Criminalité : la police envisage d’accéder aux messageries chiffrées des groupes « tokuryû »

Société

L’Agence nationale de la police a annoncé jeudi qu’elle étudiait l’introduction d’une nouvelle méthode d’enquête permettant d’analyser à distance les communications et les échanges d’informations entre les membres des groupes criminels anonymes faiblement structurés, connus sous le nom de tokuryû, qui utilisent des applications de messagerie hautement sécurisées.

L’objectif est de détecter les préparatifs d’escroqueries et d’autres activités criminelles avant leur passage à l’acte, afin de prévenir les préjudices causés par ces organisations.

Un groupe d’experts tiendra sa première réunion lundi afin d’examiner les aspects techniques de cette méthode, les questions liées aux droits fondamentaux (notamment le secret des communications) ainsi que les adaptations juridiques nécessaires à sa mise en œuvre. Les discussions s’appuieront également sur l’étude des dispositifs déjà adoptés par les autorités chargées des enquêtes dans d’autres pays.
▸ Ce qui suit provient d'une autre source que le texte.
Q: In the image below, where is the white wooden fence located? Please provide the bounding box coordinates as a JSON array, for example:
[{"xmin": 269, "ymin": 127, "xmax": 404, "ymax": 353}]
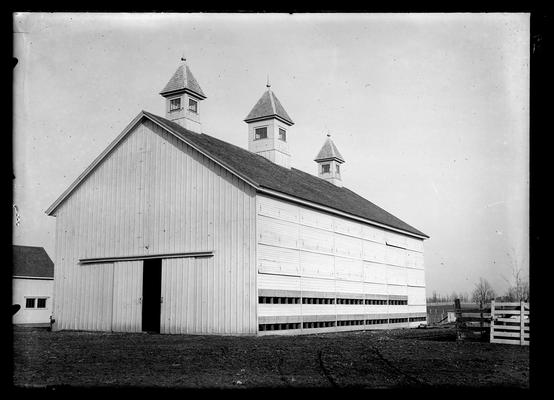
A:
[{"xmin": 490, "ymin": 300, "xmax": 530, "ymax": 346}]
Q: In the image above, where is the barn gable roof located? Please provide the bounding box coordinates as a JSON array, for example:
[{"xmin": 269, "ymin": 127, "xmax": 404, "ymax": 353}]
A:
[
  {"xmin": 46, "ymin": 111, "xmax": 429, "ymax": 238},
  {"xmin": 12, "ymin": 245, "xmax": 54, "ymax": 278}
]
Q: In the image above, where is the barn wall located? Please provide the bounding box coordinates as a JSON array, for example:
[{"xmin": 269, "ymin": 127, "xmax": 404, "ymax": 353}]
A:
[
  {"xmin": 54, "ymin": 120, "xmax": 257, "ymax": 334},
  {"xmin": 257, "ymin": 195, "xmax": 426, "ymax": 333}
]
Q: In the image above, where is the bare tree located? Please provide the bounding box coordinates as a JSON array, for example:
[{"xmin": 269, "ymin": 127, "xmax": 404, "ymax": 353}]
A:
[
  {"xmin": 471, "ymin": 278, "xmax": 496, "ymax": 308},
  {"xmin": 506, "ymin": 247, "xmax": 529, "ymax": 301},
  {"xmin": 506, "ymin": 269, "xmax": 529, "ymax": 301}
]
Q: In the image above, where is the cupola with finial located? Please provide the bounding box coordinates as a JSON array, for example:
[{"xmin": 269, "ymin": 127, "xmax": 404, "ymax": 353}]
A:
[
  {"xmin": 314, "ymin": 133, "xmax": 344, "ymax": 187},
  {"xmin": 244, "ymin": 77, "xmax": 294, "ymax": 168},
  {"xmin": 160, "ymin": 56, "xmax": 206, "ymax": 133}
]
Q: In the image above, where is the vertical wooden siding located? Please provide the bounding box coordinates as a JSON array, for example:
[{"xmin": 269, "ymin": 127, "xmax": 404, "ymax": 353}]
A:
[{"xmin": 54, "ymin": 120, "xmax": 257, "ymax": 334}]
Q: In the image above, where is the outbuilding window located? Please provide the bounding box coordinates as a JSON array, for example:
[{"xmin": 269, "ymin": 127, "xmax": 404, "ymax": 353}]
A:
[
  {"xmin": 25, "ymin": 297, "xmax": 46, "ymax": 308},
  {"xmin": 189, "ymin": 99, "xmax": 198, "ymax": 113},
  {"xmin": 169, "ymin": 97, "xmax": 181, "ymax": 112},
  {"xmin": 254, "ymin": 126, "xmax": 267, "ymax": 140},
  {"xmin": 279, "ymin": 128, "xmax": 287, "ymax": 142}
]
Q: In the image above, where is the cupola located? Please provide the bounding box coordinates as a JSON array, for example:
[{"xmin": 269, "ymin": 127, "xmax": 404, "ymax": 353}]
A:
[
  {"xmin": 160, "ymin": 58, "xmax": 206, "ymax": 133},
  {"xmin": 314, "ymin": 134, "xmax": 344, "ymax": 187},
  {"xmin": 244, "ymin": 80, "xmax": 294, "ymax": 168}
]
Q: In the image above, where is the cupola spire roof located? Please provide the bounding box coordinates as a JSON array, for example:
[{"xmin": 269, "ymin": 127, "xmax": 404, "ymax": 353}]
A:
[
  {"xmin": 244, "ymin": 85, "xmax": 294, "ymax": 125},
  {"xmin": 160, "ymin": 55, "xmax": 206, "ymax": 99},
  {"xmin": 314, "ymin": 133, "xmax": 344, "ymax": 163}
]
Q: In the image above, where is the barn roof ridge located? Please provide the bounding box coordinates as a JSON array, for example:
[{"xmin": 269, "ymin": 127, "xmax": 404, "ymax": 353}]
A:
[
  {"xmin": 46, "ymin": 110, "xmax": 429, "ymax": 238},
  {"xmin": 144, "ymin": 111, "xmax": 429, "ymax": 238}
]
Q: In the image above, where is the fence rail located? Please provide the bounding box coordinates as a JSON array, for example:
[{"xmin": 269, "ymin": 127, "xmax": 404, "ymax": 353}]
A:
[{"xmin": 490, "ymin": 300, "xmax": 530, "ymax": 346}]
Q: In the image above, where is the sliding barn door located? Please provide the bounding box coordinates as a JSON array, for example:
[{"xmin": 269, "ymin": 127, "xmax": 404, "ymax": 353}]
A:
[{"xmin": 112, "ymin": 260, "xmax": 143, "ymax": 332}]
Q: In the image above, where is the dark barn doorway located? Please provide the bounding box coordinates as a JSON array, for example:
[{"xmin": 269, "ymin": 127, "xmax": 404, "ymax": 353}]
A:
[{"xmin": 142, "ymin": 258, "xmax": 162, "ymax": 333}]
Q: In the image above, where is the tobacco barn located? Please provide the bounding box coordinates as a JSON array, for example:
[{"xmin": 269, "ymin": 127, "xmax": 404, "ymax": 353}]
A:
[{"xmin": 46, "ymin": 62, "xmax": 428, "ymax": 335}]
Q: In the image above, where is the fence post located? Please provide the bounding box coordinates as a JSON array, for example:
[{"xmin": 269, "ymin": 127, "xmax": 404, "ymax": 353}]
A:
[
  {"xmin": 454, "ymin": 299, "xmax": 462, "ymax": 340},
  {"xmin": 490, "ymin": 300, "xmax": 494, "ymax": 343},
  {"xmin": 479, "ymin": 302, "xmax": 483, "ymax": 340},
  {"xmin": 519, "ymin": 300, "xmax": 525, "ymax": 346}
]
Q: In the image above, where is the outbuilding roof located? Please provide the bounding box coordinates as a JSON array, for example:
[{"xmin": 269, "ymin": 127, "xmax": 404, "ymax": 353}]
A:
[
  {"xmin": 160, "ymin": 63, "xmax": 206, "ymax": 99},
  {"xmin": 314, "ymin": 135, "xmax": 344, "ymax": 162},
  {"xmin": 244, "ymin": 88, "xmax": 294, "ymax": 125},
  {"xmin": 12, "ymin": 245, "xmax": 54, "ymax": 278},
  {"xmin": 143, "ymin": 111, "xmax": 429, "ymax": 238}
]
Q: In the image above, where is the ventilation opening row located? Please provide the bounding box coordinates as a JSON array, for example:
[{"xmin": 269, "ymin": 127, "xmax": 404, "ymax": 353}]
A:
[{"xmin": 258, "ymin": 296, "xmax": 408, "ymax": 305}]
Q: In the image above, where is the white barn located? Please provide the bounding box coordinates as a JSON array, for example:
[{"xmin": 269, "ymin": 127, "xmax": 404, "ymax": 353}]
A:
[
  {"xmin": 12, "ymin": 245, "xmax": 54, "ymax": 326},
  {"xmin": 46, "ymin": 62, "xmax": 428, "ymax": 335}
]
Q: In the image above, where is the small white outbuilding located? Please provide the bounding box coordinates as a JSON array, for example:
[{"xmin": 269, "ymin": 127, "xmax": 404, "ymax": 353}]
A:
[
  {"xmin": 47, "ymin": 62, "xmax": 428, "ymax": 335},
  {"xmin": 12, "ymin": 245, "xmax": 54, "ymax": 326}
]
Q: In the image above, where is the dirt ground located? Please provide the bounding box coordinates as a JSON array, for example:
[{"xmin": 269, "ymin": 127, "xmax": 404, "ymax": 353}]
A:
[{"xmin": 13, "ymin": 327, "xmax": 529, "ymax": 388}]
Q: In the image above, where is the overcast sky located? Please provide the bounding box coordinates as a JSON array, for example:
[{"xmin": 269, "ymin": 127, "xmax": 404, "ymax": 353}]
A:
[{"xmin": 13, "ymin": 13, "xmax": 529, "ymax": 295}]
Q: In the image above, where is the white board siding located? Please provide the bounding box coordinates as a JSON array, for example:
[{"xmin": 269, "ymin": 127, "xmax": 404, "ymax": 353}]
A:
[
  {"xmin": 300, "ymin": 226, "xmax": 334, "ymax": 253},
  {"xmin": 54, "ymin": 121, "xmax": 257, "ymax": 333},
  {"xmin": 258, "ymin": 244, "xmax": 300, "ymax": 275},
  {"xmin": 335, "ymin": 257, "xmax": 364, "ymax": 282},
  {"xmin": 333, "ymin": 217, "xmax": 362, "ymax": 238},
  {"xmin": 408, "ymin": 286, "xmax": 426, "ymax": 305},
  {"xmin": 300, "ymin": 251, "xmax": 335, "ymax": 278},
  {"xmin": 335, "ymin": 234, "xmax": 362, "ymax": 258},
  {"xmin": 362, "ymin": 282, "xmax": 388, "ymax": 296},
  {"xmin": 406, "ymin": 268, "xmax": 425, "ymax": 287},
  {"xmin": 298, "ymin": 208, "xmax": 333, "ymax": 231},
  {"xmin": 111, "ymin": 260, "xmax": 143, "ymax": 332},
  {"xmin": 258, "ymin": 273, "xmax": 300, "ymax": 290},
  {"xmin": 258, "ymin": 195, "xmax": 424, "ymax": 330},
  {"xmin": 258, "ymin": 215, "xmax": 299, "ymax": 248},
  {"xmin": 362, "ymin": 240, "xmax": 386, "ymax": 263},
  {"xmin": 387, "ymin": 284, "xmax": 409, "ymax": 296},
  {"xmin": 335, "ymin": 279, "xmax": 364, "ymax": 294},
  {"xmin": 258, "ymin": 197, "xmax": 299, "ymax": 222},
  {"xmin": 258, "ymin": 304, "xmax": 305, "ymax": 317},
  {"xmin": 301, "ymin": 276, "xmax": 336, "ymax": 293},
  {"xmin": 12, "ymin": 277, "xmax": 54, "ymax": 325}
]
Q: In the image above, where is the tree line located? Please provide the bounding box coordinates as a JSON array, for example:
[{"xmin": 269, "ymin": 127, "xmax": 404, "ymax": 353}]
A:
[{"xmin": 427, "ymin": 270, "xmax": 529, "ymax": 306}]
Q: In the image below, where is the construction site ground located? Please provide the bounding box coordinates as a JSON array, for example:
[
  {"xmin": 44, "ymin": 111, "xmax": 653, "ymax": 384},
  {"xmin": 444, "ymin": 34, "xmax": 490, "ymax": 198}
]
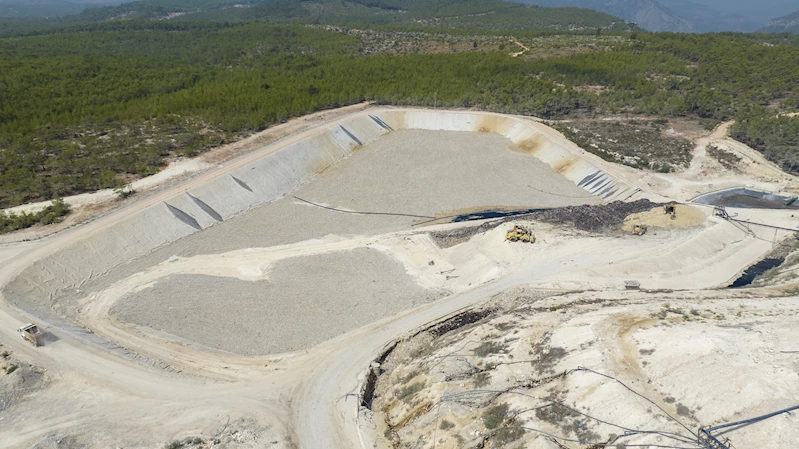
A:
[{"xmin": 0, "ymin": 106, "xmax": 799, "ymax": 449}]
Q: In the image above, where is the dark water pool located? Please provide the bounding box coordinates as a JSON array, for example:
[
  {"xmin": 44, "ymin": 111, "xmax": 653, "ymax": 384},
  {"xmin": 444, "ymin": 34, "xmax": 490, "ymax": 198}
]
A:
[
  {"xmin": 730, "ymin": 258, "xmax": 785, "ymax": 288},
  {"xmin": 712, "ymin": 194, "xmax": 799, "ymax": 209}
]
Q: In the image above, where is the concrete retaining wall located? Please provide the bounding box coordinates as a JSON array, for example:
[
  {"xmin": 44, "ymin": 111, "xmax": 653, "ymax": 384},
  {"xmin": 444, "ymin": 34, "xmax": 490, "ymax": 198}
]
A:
[{"xmin": 4, "ymin": 110, "xmax": 637, "ymax": 312}]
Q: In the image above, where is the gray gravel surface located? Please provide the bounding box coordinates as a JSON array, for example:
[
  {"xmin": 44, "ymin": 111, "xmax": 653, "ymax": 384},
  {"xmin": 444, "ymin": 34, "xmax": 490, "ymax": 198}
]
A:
[
  {"xmin": 75, "ymin": 129, "xmax": 600, "ymax": 300},
  {"xmin": 112, "ymin": 248, "xmax": 444, "ymax": 355}
]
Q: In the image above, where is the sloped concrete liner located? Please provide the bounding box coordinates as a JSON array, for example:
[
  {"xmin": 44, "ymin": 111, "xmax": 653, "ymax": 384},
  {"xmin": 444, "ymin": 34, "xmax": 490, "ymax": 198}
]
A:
[
  {"xmin": 112, "ymin": 248, "xmax": 444, "ymax": 355},
  {"xmin": 4, "ymin": 110, "xmax": 636, "ymax": 350}
]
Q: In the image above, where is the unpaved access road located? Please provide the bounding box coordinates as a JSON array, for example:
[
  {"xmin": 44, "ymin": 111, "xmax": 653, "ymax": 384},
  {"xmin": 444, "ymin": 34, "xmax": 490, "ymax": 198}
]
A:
[{"xmin": 0, "ymin": 106, "xmax": 787, "ymax": 449}]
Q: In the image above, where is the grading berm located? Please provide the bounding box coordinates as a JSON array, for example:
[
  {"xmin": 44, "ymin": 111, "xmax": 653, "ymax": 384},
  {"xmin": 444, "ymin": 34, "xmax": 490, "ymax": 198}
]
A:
[{"xmin": 0, "ymin": 107, "xmax": 799, "ymax": 449}]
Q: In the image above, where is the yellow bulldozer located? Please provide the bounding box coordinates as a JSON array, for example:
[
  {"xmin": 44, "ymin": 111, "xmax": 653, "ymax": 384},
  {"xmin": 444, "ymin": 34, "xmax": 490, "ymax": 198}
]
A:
[{"xmin": 505, "ymin": 225, "xmax": 535, "ymax": 243}]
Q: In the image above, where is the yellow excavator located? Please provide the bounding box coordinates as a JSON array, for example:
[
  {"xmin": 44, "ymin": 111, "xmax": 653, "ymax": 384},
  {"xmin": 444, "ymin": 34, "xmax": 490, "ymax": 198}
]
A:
[
  {"xmin": 17, "ymin": 323, "xmax": 44, "ymax": 346},
  {"xmin": 505, "ymin": 225, "xmax": 535, "ymax": 243},
  {"xmin": 663, "ymin": 201, "xmax": 677, "ymax": 220}
]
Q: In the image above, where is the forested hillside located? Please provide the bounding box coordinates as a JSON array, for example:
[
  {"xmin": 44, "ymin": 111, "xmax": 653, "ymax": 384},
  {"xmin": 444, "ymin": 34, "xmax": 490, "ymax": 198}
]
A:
[
  {"xmin": 0, "ymin": 0, "xmax": 799, "ymax": 207},
  {"xmin": 760, "ymin": 11, "xmax": 799, "ymax": 33}
]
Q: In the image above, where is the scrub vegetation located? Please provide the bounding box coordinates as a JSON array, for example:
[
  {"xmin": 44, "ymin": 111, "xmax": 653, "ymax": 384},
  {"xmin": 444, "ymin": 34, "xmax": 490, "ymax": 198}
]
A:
[{"xmin": 0, "ymin": 0, "xmax": 799, "ymax": 207}]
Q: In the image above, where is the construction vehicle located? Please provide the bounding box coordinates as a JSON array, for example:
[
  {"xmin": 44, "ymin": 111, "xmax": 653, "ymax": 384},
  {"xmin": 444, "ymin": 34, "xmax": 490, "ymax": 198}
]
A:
[
  {"xmin": 663, "ymin": 201, "xmax": 677, "ymax": 220},
  {"xmin": 505, "ymin": 225, "xmax": 535, "ymax": 243},
  {"xmin": 713, "ymin": 206, "xmax": 730, "ymax": 220},
  {"xmin": 17, "ymin": 323, "xmax": 44, "ymax": 346}
]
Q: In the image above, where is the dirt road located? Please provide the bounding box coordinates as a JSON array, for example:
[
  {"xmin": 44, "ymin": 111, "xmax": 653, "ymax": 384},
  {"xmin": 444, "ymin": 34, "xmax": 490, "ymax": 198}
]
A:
[{"xmin": 0, "ymin": 106, "xmax": 792, "ymax": 449}]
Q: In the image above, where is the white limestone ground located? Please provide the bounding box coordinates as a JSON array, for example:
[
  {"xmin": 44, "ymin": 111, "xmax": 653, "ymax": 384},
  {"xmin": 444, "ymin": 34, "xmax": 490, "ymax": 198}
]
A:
[
  {"xmin": 111, "ymin": 248, "xmax": 444, "ymax": 355},
  {"xmin": 372, "ymin": 291, "xmax": 799, "ymax": 449}
]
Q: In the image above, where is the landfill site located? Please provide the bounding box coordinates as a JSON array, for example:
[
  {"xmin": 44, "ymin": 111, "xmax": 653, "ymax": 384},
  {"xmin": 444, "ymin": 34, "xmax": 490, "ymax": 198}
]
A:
[{"xmin": 0, "ymin": 106, "xmax": 799, "ymax": 449}]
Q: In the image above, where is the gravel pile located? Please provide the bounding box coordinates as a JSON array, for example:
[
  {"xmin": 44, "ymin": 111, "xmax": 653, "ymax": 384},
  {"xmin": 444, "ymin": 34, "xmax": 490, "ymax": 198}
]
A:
[
  {"xmin": 111, "ymin": 248, "xmax": 444, "ymax": 355},
  {"xmin": 70, "ymin": 129, "xmax": 600, "ymax": 310}
]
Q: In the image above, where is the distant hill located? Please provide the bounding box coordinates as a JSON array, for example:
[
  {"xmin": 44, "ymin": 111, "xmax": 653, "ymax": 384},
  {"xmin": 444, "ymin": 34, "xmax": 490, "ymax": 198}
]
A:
[
  {"xmin": 516, "ymin": 0, "xmax": 762, "ymax": 33},
  {"xmin": 759, "ymin": 11, "xmax": 799, "ymax": 33},
  {"xmin": 658, "ymin": 0, "xmax": 763, "ymax": 33},
  {"xmin": 0, "ymin": 0, "xmax": 122, "ymax": 18},
  {"xmin": 26, "ymin": 0, "xmax": 637, "ymax": 31},
  {"xmin": 238, "ymin": 0, "xmax": 634, "ymax": 30},
  {"xmin": 518, "ymin": 0, "xmax": 697, "ymax": 33},
  {"xmin": 70, "ymin": 0, "xmax": 257, "ymax": 22}
]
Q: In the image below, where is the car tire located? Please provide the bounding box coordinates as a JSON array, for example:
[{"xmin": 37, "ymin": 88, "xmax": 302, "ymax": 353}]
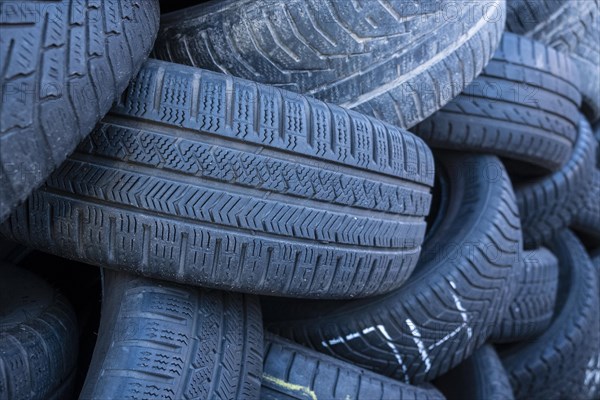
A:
[
  {"xmin": 153, "ymin": 0, "xmax": 506, "ymax": 128},
  {"xmin": 490, "ymin": 247, "xmax": 558, "ymax": 343},
  {"xmin": 512, "ymin": 116, "xmax": 597, "ymax": 249},
  {"xmin": 260, "ymin": 333, "xmax": 443, "ymax": 400},
  {"xmin": 2, "ymin": 60, "xmax": 434, "ymax": 298},
  {"xmin": 0, "ymin": 0, "xmax": 159, "ymax": 222},
  {"xmin": 0, "ymin": 261, "xmax": 79, "ymax": 400},
  {"xmin": 80, "ymin": 270, "xmax": 263, "ymax": 400},
  {"xmin": 500, "ymin": 231, "xmax": 600, "ymax": 399},
  {"xmin": 434, "ymin": 344, "xmax": 514, "ymax": 400},
  {"xmin": 413, "ymin": 33, "xmax": 581, "ymax": 171},
  {"xmin": 263, "ymin": 152, "xmax": 521, "ymax": 384}
]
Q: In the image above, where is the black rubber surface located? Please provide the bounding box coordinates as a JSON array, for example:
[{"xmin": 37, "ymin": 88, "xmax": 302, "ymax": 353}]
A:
[
  {"xmin": 571, "ymin": 168, "xmax": 600, "ymax": 241},
  {"xmin": 0, "ymin": 0, "xmax": 159, "ymax": 222},
  {"xmin": 263, "ymin": 153, "xmax": 521, "ymax": 383},
  {"xmin": 260, "ymin": 333, "xmax": 444, "ymax": 400},
  {"xmin": 513, "ymin": 116, "xmax": 597, "ymax": 249},
  {"xmin": 0, "ymin": 261, "xmax": 79, "ymax": 400},
  {"xmin": 80, "ymin": 270, "xmax": 263, "ymax": 400},
  {"xmin": 434, "ymin": 344, "xmax": 514, "ymax": 400},
  {"xmin": 2, "ymin": 60, "xmax": 434, "ymax": 298},
  {"xmin": 490, "ymin": 247, "xmax": 558, "ymax": 342},
  {"xmin": 506, "ymin": 0, "xmax": 600, "ymax": 121},
  {"xmin": 506, "ymin": 0, "xmax": 573, "ymax": 35},
  {"xmin": 413, "ymin": 33, "xmax": 581, "ymax": 170},
  {"xmin": 153, "ymin": 0, "xmax": 506, "ymax": 127},
  {"xmin": 500, "ymin": 231, "xmax": 600, "ymax": 400}
]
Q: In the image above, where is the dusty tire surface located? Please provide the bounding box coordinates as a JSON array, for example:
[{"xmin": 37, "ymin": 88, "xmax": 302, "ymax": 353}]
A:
[
  {"xmin": 513, "ymin": 116, "xmax": 597, "ymax": 249},
  {"xmin": 500, "ymin": 231, "xmax": 600, "ymax": 399},
  {"xmin": 571, "ymin": 168, "xmax": 600, "ymax": 240},
  {"xmin": 506, "ymin": 0, "xmax": 569, "ymax": 35},
  {"xmin": 260, "ymin": 333, "xmax": 444, "ymax": 400},
  {"xmin": 0, "ymin": 0, "xmax": 159, "ymax": 222},
  {"xmin": 506, "ymin": 0, "xmax": 600, "ymax": 122},
  {"xmin": 80, "ymin": 270, "xmax": 263, "ymax": 400},
  {"xmin": 0, "ymin": 261, "xmax": 79, "ymax": 400},
  {"xmin": 435, "ymin": 344, "xmax": 514, "ymax": 400},
  {"xmin": 2, "ymin": 60, "xmax": 434, "ymax": 298},
  {"xmin": 153, "ymin": 0, "xmax": 506, "ymax": 128},
  {"xmin": 413, "ymin": 33, "xmax": 581, "ymax": 170},
  {"xmin": 490, "ymin": 247, "xmax": 558, "ymax": 343},
  {"xmin": 263, "ymin": 152, "xmax": 521, "ymax": 384}
]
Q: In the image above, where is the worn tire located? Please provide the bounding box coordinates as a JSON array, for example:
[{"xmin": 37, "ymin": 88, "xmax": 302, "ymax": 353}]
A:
[
  {"xmin": 260, "ymin": 334, "xmax": 444, "ymax": 400},
  {"xmin": 513, "ymin": 116, "xmax": 597, "ymax": 249},
  {"xmin": 571, "ymin": 167, "xmax": 600, "ymax": 240},
  {"xmin": 0, "ymin": 261, "xmax": 79, "ymax": 400},
  {"xmin": 413, "ymin": 33, "xmax": 581, "ymax": 171},
  {"xmin": 506, "ymin": 0, "xmax": 571, "ymax": 35},
  {"xmin": 0, "ymin": 0, "xmax": 159, "ymax": 222},
  {"xmin": 80, "ymin": 270, "xmax": 263, "ymax": 400},
  {"xmin": 263, "ymin": 153, "xmax": 521, "ymax": 383},
  {"xmin": 500, "ymin": 231, "xmax": 600, "ymax": 400},
  {"xmin": 506, "ymin": 0, "xmax": 600, "ymax": 121},
  {"xmin": 153, "ymin": 0, "xmax": 506, "ymax": 128},
  {"xmin": 2, "ymin": 60, "xmax": 434, "ymax": 298},
  {"xmin": 490, "ymin": 247, "xmax": 558, "ymax": 343},
  {"xmin": 434, "ymin": 344, "xmax": 514, "ymax": 400}
]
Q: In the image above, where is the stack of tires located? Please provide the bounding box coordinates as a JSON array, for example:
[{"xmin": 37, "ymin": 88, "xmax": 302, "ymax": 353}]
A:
[{"xmin": 0, "ymin": 0, "xmax": 600, "ymax": 400}]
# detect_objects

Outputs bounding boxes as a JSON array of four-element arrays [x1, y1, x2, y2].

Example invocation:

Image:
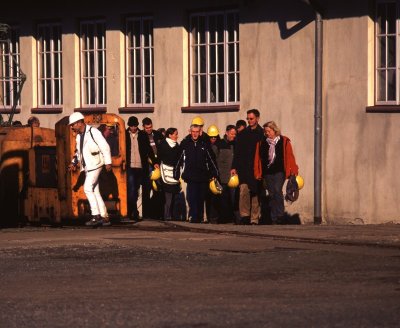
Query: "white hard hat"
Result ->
[[69, 112, 85, 125]]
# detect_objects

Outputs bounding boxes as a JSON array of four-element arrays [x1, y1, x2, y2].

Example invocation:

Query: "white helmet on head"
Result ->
[[68, 112, 85, 125]]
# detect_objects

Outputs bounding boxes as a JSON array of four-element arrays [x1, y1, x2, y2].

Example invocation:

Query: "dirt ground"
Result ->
[[0, 222, 400, 328]]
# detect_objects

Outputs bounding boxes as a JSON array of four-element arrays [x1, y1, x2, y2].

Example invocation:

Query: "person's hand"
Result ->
[[67, 163, 76, 172]]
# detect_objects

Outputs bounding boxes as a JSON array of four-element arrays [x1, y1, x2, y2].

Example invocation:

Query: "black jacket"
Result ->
[[232, 125, 264, 193], [215, 136, 235, 184], [157, 139, 180, 167], [125, 128, 156, 173], [175, 138, 219, 182]]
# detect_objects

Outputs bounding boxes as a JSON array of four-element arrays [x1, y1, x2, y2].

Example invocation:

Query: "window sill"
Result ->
[[0, 108, 21, 114], [74, 107, 107, 114], [365, 105, 400, 113], [181, 105, 240, 113], [31, 107, 63, 114], [118, 106, 154, 114]]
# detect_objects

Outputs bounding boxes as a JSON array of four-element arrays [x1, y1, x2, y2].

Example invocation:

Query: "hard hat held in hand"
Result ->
[[228, 174, 239, 188], [207, 125, 219, 137], [296, 175, 304, 190], [68, 112, 85, 125], [192, 116, 204, 126], [150, 167, 161, 181], [209, 179, 222, 195], [151, 180, 158, 191]]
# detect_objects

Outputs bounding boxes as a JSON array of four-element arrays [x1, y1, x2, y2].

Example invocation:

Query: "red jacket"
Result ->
[[254, 136, 299, 180]]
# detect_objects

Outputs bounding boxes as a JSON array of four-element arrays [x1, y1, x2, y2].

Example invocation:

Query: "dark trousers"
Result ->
[[264, 172, 285, 222], [142, 174, 151, 218], [186, 181, 208, 223], [164, 192, 176, 220], [127, 167, 143, 219], [218, 184, 236, 223], [206, 189, 221, 223]]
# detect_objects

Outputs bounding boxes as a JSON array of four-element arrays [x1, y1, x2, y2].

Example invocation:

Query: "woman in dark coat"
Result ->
[[157, 128, 181, 221]]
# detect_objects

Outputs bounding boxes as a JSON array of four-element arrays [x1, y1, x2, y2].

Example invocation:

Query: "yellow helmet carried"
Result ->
[[228, 174, 239, 188], [192, 116, 204, 126], [207, 125, 219, 137], [296, 175, 304, 190], [150, 168, 161, 181], [209, 179, 222, 195], [151, 180, 158, 191]]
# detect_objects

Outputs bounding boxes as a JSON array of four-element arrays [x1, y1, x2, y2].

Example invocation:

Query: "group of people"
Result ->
[[69, 109, 298, 226]]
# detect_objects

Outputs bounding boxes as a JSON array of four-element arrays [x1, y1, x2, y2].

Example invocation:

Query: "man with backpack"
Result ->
[[68, 112, 112, 227]]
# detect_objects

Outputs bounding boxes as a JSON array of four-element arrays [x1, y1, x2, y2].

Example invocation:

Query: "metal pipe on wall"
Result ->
[[303, 0, 323, 224], [314, 10, 323, 224]]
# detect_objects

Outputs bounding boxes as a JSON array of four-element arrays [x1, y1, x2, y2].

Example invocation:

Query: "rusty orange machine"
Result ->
[[55, 114, 127, 221], [0, 126, 61, 226]]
Ce groupe de travail est composé de neuf membres, parmi lesquels figurent des professeurs d’université spécialistes du droit constitutionnel et du droit pénal, un avocat ainsi qu’un expert en cybersécurité. Ils devront notamment définir quelles informations pourront être collectées grâce à cette nouvelle technique d’enquête et quels types d’infractions pourront justifier son utilisation.

Le dispositif envisagé consisterait à prendre le contrôle à distance des smartphones et d’autres appareils appartenant à des membres influents de groupes tokuryû, identifiés au préalable par les enquêteurs, afin d’accéder à leurs échanges de messages et à d’autres données.